To understand further just what that tradition and spirit is, the following day we drove out to Berga, the “birthplace of Bandarra” and where Alex and Albert were born. Berger is in the Penedes wine region about an hour from Barcelona. But before we got to the wine, there was a chance to experience a spectacular Catalan tradition: Castell. Or “Human towers”.
This highly popular custom is also a much prized competition in which local teams, yep, climb on top of each other to get as high as they can. Except the high is much higher than you’d imagine and is the result of a carefully constructed arrangement of people who build up the different levels of the tower, from throngs of people on the bottom to the one tiny child who climbs to the very top at its climax.
We headed to the training centre of the Castellers de Vilafranca team, where one of their top trainers, showed us how it all works, starting some basic training that involved him lifting a succession of people to stand on his shoulders. It is all about technique, confidence and a certain sensitivity to balance that comes from human contact. Indeed, when as a group we were positioned together to build a modest kind of tower – that nonetheless drew squeals of fear in those of us involved – we were surprised to end up with a pretty solid structure that held up the lucky one at the top. Even as some of the support people at the bottom were moved away, the strength of the position of the people at the sides meant the tower still held.
Massively delighted at our minor achievement, it was time to decamp to the El Bandarra winery itself, where the magic – and the parties – truly happen.
Here, Alex explained more about the vision of the brand, stressing that he never drinks beer, which he sees as the tool of big business, and instead has a deep belief in wine as a drink that should be enjoyed by everyone: “To create a wine portfolio to get new consumers into the wine world. Vermouth is an entrance to the wine world, as is sangria. A millennial won’t start drinking a Grand Cru from Bordeaux, they’ll start with sangria or vermouth.”
Despite all the ostensible playfulness there is serious intent here to connect with people. Their sangria is called La Sueca, “Which means means ‘the Swedish girl’. Sangrias are always aimed at tourists so we wanted to create a sangria that connects with the Spanish consumer. The blonde Swedish girl was an icon for us in the 60s and 70s when Spain was still a Franco dictatorship. Then suddenly people from Britain and Germany, and Sweden became the first tourists in Barcelona. It was like a social boom. My father used to tell us about the time he was supplying wine to a restaurant and suddenly a bus full of tall blond gorgeous Swedish girls arrived! There’s a lot of movies about that time and how these stories were powerful when making the transition to democracy. Spain was a dictatorship until 1975. El Bandarra is about our history, our food, our way of living, and our sangria talks specifically about this stage of our history.”
As for the Al Fresco, he says “It’s been our game changer in the UK. British people taste it and it tastes familiar; it’s wine based, a rose wine that we mature with wormwood and other botanicals that give it a bitterness, with notes of orange, grapefruit and red fruits.”

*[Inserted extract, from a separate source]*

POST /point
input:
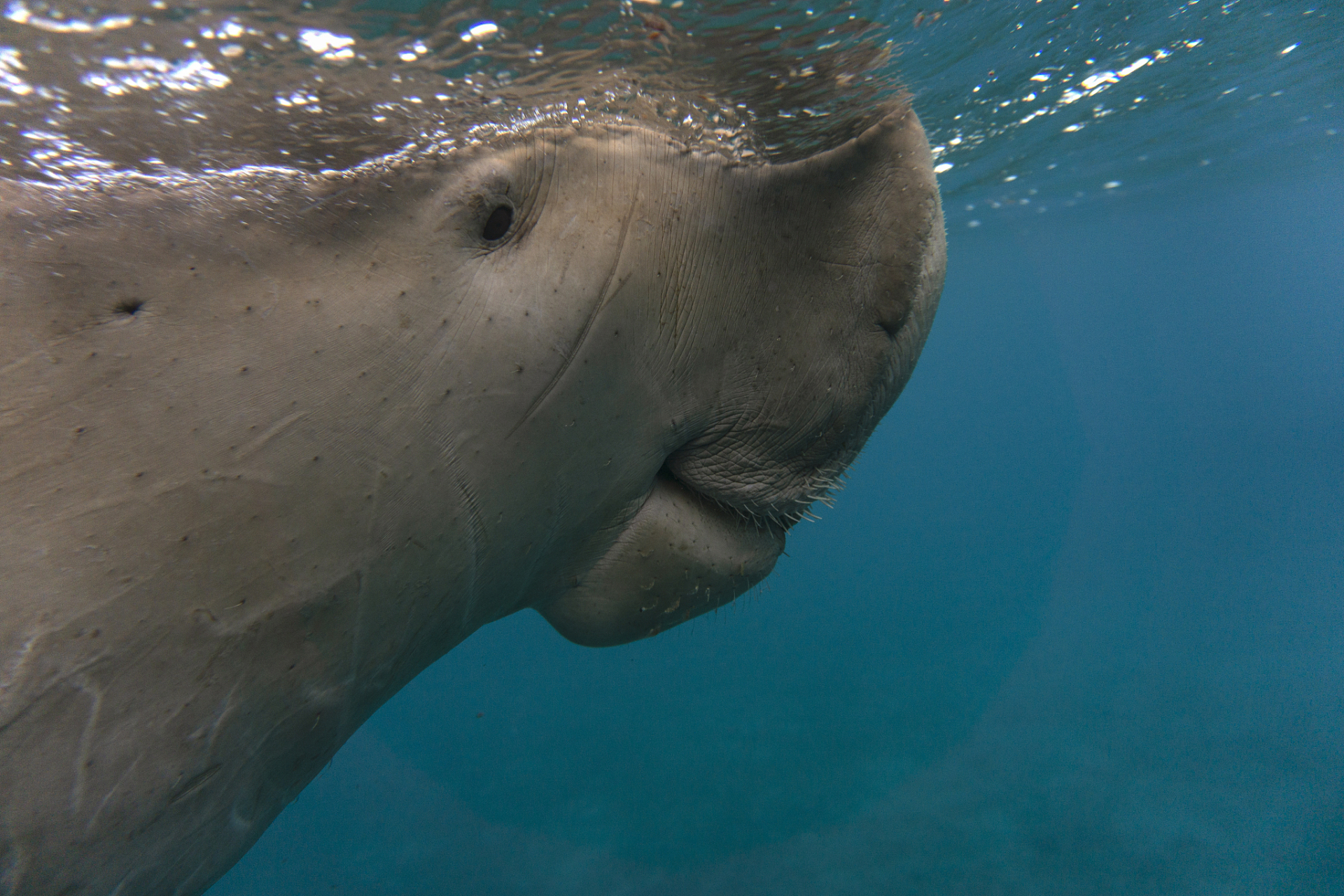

Say no more, and indeed a few of those down the line and we headed off on a tractor trailer with a sound-system on it, for a dance around the vineyard. In the blazing Catalan sun, in fresh green vineyards ready to burst it was a glorious end to a revelatory trip. And as we were herded into an empty wine vat to watch a gleeful Alex start dancing inside with a lit firework, it didn’t take the resulting eardrum explosion to hammer home the freewheeling, fun-loving, wine-for-the-people ways of El Bandarra; that was already loud and clear.